Andrew Jackson

Andrew Jackson

Andrew Jackson was an American soldier and statesman. He served as the seventh president of the United States from 1829 to 1837. Before being elected to the presidency, Jackson gained fame as a general in the U.S. Army. His presidency marked the beginning of the ascendancy of the party “spoils system” in American politics.

About Andrew Jackson in brief

Summary Andrew JacksonAndrew Jackson was an American soldier and statesman. He served as the seventh president of the United States from 1829 to 1837. Before being elected to the presidency, Jackson gained fame as a general in the U.S. Army. His presidency marked the beginning of the ascendancy of the party “spoils system” in American politics. Jackson signed the Indian Removal Act, which forcibly relocated most members of the Native American tribes in the South to Indian Territory. In 1835, Jackson became the only president to completely pay off the national debt, fulfilling a longtime goal. His reputation has suffered since the 1970s, largely due to his role in Native American removal. His parents were Scots-Irish colonists from Antrim, North Carolina, and his wife Elizabeth Hutchinson, who had emigrated from Ulster, Ireland, two years earlier. The family lived in the Waxhaws region of the Carolinas before moving to the Appalachian Mountains in 1738. The Jackson’s parents brought two children from Ireland, Hugh and Robert, to North America in 1765, when they immigrated to Waxhawes, South Carolina. The parents probably traveled overland through the Appalachian Mountain Mountains to the South, before straddling the border between North Carolina and Antrim County. The couple had two children, Hugh Hugh Jackson and Robert Robert Jackson, who were born in 1767 and died in 1838, respectively. The father and mother were Presbyterians, from Carrick, North Carolinas, and the mother was a Scotch-Irish woman.

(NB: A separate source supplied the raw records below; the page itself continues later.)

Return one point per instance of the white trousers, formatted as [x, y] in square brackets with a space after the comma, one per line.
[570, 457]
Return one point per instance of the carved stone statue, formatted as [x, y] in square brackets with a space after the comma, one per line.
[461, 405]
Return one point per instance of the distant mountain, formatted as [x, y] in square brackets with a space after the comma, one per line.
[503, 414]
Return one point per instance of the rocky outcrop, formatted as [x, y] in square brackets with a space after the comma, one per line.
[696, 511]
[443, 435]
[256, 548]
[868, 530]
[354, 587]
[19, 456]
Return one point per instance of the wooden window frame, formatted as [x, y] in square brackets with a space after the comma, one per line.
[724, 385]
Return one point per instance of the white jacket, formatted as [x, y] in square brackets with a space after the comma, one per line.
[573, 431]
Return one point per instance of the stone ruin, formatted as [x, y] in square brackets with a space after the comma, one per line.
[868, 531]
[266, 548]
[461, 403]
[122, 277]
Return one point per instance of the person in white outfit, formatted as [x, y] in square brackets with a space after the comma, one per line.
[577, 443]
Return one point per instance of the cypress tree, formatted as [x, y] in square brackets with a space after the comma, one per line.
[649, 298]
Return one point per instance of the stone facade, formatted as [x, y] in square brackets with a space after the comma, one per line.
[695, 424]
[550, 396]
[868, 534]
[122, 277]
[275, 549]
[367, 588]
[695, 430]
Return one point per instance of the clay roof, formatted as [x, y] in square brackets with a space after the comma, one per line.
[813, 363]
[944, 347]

The children were raised by their father in the village of Boney, near the North Carolina-South Carolina border, until the age of five, when the family moved to North Carolina to live with their mother in the town of WaxhAWS. Jackson was a member of the Tennessee Supreme Court from 1798 until 1804, and served as a colonel in the Tennessee militia. He was elected its commander the following year. He led troops during the Creek War of 1813–1814, winning the Battle of Horseshoe Bend. The subsequent Treaty of Fort Jackson required the Creek surrender of vast lands in present-day Alabama and Georgia. Jackson then led U. S. forces in the First Seminole War, which led to the annexation of Florida from Spain. Jackson briefly served as Florida’s first territorial governor before returning to the Senate. He ran for president in 1824, winning a plurality of the popular and electoral vote. Jackson ran again in 1828, defeating Adams in a landslide. He opposed the abolitionist movement, which grew stronger in his second term. In foreign affairs, Jackson’s administration concluded a treaty with Great Britain, settled claims of damages against France from the Napoleonic Wars, and recognized the Republic of Texas. In his retirement, Jackson remained active in Democratic Party politics, supporting the presidencies of Martin Van Buren and James K. Polk, though fearful of its effects on the slavery debate, Jackson advocated the annexationof Texas shortly before his death.